Estimated Revenue:
$63.1 billion
2024–2033. This score was generated by the Joint Committee on Taxation for Senator Wyden’s Ending the Carried Interest Loophole Act.
Summary
The “carried interest loophole” refers to the special tax treatment of compensation paid to investment managers. Because actual investors are investing money that has already been taxed, because that investment carries risk, and because tax policy should encourage investment, capital gains are typically taxed at a lower rate (0% before a certain threshold, then 15–20%) than ordinary income (22–37% above a similar threshold). But under current law, investment managers’ income is treated as “capital gains,” even though it is ordinary in every meaningful respect. These managers do not have to put their own capital at stake and they receive the income as compensation for services rendered.

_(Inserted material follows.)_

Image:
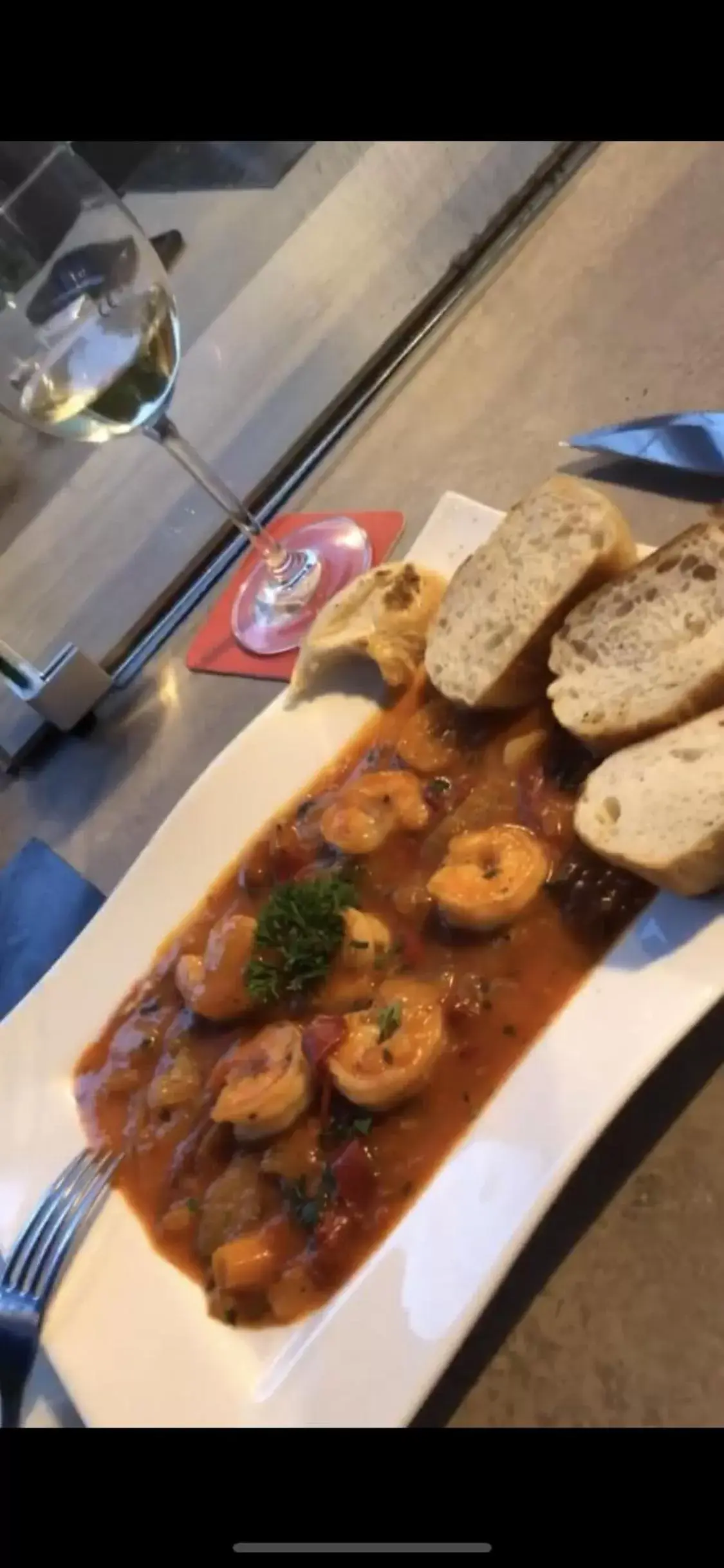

Investment managers should be required to declare all income annually and pay tax on it at ordinary income or self-employment rates. Where fund managers become partners in longer-term investments and where tax on those investments is typically deferred until the investment returns are realized, the tax code should distinguish between the investor’s portion of the investment and the manager’s portion, treat the manager’s portion of the return as “deemed compensation” from the investor, and tax deemed compensation annually as ordinary income rather than as capital gains.
The Case for Eliminating the Carried Interest Deduction
In a free economy, those providing the capital for investment put themselves at risk for the sake of potential reward. But those who receive the primary benefit of the carried interest deduction (i.e., investment managers) are deploying other people’s income. Investment managers should not receive lower rates on their income when the actual investor of capital, not the manager, bears the real risk. The carried interest loophole not only distorts the relationship between risk and reward, but also draws more of America’s talent pool toward careers in finance rather than engineering, science, and traditional business management. There is no reason such a career should receive a tax advantage over others.
President Trump has called for closing this loophole both in his 2016 campaign tax reform plan and in a February 2025 statement to GOP House leaders. Recent legislation to end the deduction include the Ending the Carried Interest Loophole Act, sponsored by Sen. Ron Wyden (D-OR), and the Carried Interest Fairness Act, sponsored by Sen. Tammy Baldwin (D-WI) and Rep. Marie Gluesenkamp Perez (D-WA).